After the doctor left, I called my mom in Florida, and with tears running down my face I told her the news. Having worked in the medical field for over twenty years, she really wanted to speak to someone herself to find out more information. While I was on the phone with mom, a younger girl came in to give me my discharge papers and stuff. I recognized her because she was one of the younger workers there and I had noticed her sort of gaping at me, along with some of the other staff, while I was in the hall way after my CT scan. She now had a look of mixed horror and sympathy on her face. I asked her if she could speak to my mom on the phone. She agreed to. She had the CT scans text on her lap. With the phone to her ear she asked me, "Did the doctor tell you how large this tumor is?" "Not exactly," I said. She took a deep breath. "It's... .HUGE." She read the dimensions to us aloud, slowly, dramatically, looking up after each measurement. The longest dimension was nearly 17cm long. To my horror, she started crying! That was when I really started to think I was a goner. I was actually thinking...it is my time. I will have to pick out a nice place where I would like to die. Just go somewhere really beautiful and enjoy whatever time I have left as best as I can.
I said, "I had NO idea." The girl nodded, "that is why they call cancer the "Silent Killer." Then she said, "I heard that you are a singer. I am SO sorry." Part of me wanted to say "what?" "why?" , because the doctor had not touched that subject and of course I wondered why, is there something important that they cannot bring themselves to tell me? Am I going to lose my voice? What?

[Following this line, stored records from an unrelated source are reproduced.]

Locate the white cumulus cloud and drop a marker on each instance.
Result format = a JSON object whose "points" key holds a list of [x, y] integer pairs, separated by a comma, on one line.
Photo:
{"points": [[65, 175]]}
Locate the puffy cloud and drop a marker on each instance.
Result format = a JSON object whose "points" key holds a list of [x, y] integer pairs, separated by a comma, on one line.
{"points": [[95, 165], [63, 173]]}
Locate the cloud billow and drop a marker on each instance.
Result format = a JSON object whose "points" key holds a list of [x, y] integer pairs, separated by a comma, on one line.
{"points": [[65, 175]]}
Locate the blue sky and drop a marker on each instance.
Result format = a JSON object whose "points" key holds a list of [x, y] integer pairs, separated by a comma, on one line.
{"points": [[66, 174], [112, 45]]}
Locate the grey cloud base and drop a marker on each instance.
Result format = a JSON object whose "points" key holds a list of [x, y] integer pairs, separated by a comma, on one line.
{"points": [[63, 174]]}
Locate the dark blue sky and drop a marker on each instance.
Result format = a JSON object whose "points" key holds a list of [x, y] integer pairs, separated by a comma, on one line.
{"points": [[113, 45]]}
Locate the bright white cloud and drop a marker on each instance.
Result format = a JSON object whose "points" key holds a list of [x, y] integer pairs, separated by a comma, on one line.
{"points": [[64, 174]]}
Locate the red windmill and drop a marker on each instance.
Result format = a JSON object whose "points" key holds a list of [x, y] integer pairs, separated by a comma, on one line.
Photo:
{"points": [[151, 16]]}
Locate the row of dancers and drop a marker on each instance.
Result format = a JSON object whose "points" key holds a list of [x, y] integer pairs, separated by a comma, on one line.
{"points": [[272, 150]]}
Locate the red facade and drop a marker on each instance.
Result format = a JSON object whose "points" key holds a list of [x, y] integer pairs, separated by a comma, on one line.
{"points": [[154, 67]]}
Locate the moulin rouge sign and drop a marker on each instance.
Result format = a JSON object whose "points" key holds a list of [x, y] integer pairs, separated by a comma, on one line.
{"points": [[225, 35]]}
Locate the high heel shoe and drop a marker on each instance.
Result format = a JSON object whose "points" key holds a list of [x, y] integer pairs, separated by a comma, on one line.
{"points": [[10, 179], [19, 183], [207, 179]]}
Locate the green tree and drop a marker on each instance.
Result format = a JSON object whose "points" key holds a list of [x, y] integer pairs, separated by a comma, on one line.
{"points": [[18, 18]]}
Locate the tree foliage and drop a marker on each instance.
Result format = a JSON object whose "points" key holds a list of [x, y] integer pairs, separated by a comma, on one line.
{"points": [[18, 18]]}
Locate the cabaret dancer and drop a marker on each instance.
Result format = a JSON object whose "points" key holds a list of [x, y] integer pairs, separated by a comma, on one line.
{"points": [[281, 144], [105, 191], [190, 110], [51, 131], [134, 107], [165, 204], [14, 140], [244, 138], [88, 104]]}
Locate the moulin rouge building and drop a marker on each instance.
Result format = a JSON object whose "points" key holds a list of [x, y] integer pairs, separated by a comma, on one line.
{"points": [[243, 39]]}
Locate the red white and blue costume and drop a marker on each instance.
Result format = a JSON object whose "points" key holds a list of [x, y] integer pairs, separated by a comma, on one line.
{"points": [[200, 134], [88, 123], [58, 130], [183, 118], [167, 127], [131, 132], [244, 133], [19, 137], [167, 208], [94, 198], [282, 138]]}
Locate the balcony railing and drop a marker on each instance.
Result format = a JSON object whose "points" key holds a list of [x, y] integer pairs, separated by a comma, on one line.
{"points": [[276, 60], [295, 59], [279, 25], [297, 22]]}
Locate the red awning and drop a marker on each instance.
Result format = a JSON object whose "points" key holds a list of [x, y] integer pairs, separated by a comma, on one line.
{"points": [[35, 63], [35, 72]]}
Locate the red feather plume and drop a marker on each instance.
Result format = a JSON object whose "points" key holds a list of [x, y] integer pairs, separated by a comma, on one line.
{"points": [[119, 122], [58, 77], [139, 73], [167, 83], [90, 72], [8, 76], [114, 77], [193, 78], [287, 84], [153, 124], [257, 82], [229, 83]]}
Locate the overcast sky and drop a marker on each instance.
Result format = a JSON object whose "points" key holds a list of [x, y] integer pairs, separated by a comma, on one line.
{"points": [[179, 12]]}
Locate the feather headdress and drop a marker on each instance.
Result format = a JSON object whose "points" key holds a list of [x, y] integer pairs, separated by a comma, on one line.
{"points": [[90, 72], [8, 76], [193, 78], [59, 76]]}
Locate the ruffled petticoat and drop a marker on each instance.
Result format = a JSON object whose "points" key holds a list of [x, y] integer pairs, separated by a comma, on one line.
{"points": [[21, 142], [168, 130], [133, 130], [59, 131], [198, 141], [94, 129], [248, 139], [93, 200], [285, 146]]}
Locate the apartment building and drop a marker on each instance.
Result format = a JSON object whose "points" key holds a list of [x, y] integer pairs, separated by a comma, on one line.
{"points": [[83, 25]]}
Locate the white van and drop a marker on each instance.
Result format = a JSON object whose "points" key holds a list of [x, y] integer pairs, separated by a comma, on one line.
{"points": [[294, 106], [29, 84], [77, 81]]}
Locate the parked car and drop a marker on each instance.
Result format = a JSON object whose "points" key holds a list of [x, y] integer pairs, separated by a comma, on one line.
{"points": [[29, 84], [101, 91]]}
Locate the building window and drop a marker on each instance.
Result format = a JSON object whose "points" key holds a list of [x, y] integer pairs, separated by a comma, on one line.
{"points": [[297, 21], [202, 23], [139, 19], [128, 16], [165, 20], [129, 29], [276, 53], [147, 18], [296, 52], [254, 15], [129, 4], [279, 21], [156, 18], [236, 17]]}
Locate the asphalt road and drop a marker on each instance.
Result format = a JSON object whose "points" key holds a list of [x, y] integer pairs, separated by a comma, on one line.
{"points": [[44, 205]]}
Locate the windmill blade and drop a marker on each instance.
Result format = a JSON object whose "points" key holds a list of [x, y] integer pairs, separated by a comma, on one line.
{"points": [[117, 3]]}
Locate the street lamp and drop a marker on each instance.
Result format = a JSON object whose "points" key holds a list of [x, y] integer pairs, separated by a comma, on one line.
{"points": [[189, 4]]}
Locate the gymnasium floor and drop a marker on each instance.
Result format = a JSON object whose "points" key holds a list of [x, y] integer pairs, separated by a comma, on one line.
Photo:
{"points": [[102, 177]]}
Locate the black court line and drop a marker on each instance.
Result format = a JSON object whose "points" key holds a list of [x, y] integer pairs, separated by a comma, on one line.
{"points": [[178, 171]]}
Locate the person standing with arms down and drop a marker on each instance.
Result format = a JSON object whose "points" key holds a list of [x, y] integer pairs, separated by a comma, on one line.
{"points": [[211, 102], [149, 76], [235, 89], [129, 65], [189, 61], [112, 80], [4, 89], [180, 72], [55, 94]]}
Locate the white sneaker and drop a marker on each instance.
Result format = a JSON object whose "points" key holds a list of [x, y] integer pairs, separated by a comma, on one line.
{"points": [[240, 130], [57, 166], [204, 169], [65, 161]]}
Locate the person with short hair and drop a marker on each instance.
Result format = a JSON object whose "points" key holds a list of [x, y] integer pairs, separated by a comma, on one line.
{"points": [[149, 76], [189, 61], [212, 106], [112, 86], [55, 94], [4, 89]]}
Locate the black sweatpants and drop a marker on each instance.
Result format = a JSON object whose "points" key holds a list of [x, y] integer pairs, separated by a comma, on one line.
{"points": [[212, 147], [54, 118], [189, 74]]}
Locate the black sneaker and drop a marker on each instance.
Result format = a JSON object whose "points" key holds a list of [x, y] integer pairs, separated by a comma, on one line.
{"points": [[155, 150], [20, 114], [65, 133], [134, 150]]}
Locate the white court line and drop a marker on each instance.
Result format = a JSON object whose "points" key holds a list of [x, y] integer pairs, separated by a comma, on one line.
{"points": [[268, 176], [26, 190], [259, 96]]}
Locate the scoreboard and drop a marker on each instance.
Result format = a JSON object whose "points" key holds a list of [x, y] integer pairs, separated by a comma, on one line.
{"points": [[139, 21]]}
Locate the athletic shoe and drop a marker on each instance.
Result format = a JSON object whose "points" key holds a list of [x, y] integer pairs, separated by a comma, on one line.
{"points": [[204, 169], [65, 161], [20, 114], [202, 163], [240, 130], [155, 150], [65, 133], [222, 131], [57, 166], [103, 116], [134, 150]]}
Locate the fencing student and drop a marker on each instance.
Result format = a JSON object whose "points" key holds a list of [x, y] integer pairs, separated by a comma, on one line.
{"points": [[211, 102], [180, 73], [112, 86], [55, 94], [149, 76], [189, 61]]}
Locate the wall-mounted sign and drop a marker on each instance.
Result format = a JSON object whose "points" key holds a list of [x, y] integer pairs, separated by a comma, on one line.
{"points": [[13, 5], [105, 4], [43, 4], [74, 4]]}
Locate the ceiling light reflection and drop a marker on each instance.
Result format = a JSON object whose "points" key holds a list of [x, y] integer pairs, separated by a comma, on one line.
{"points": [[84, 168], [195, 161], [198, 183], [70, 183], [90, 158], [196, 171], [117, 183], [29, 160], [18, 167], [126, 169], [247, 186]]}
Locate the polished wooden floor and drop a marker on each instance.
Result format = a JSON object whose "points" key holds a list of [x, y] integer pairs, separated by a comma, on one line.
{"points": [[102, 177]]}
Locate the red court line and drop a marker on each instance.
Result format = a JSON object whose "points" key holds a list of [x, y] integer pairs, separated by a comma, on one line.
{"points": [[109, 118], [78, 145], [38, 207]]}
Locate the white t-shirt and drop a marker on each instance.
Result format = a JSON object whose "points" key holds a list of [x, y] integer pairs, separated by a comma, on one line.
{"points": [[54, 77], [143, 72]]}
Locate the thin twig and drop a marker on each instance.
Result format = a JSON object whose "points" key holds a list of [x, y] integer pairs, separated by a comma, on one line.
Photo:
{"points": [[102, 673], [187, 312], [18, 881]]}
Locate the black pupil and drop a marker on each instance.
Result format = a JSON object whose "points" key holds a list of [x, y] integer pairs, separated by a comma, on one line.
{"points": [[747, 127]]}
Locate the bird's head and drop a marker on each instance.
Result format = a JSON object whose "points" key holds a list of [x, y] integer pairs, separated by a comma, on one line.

But I did not want to know, and I did not want to hear it from this girl, who I had a feeling was going beyond what she should be saying and doing at this point. The girl said, "I HATE cancer. Cancer is DISGUSTING!" She shared with me (and my mom) that her brother had cancer and it kept coming back. She told me that the only thing that keeps her brother going is His faith in God.
In a room nearby I could hear someone throwing up or violentally coughing, it sounded like they were miserable. Between the sounds I was hearing from another patient, what I had just found out, what this girl was saying to me and the way she was looking at me, shaking her head with tears in her eyes, repeatedly telling me she was "so sorry," I felt like I was in a nightmare. The people that I had been staying with had arrived to pick me up. I said, "I've heard enough, let's get out of here." So that is basically the story. I think I would have been less freaked out if the girl hadn't used the phrase "silent killer" in relation to my newly discovered tumor and told me she was "so sorry" to hear I was a singer! She made me feel like my life was as good as over.I think that probably her personal connection with cancer because of her brother's experience caused her to get emotional and say things that were not the most comforting (or even realistic as it turns out) for me or my mother to hear that day.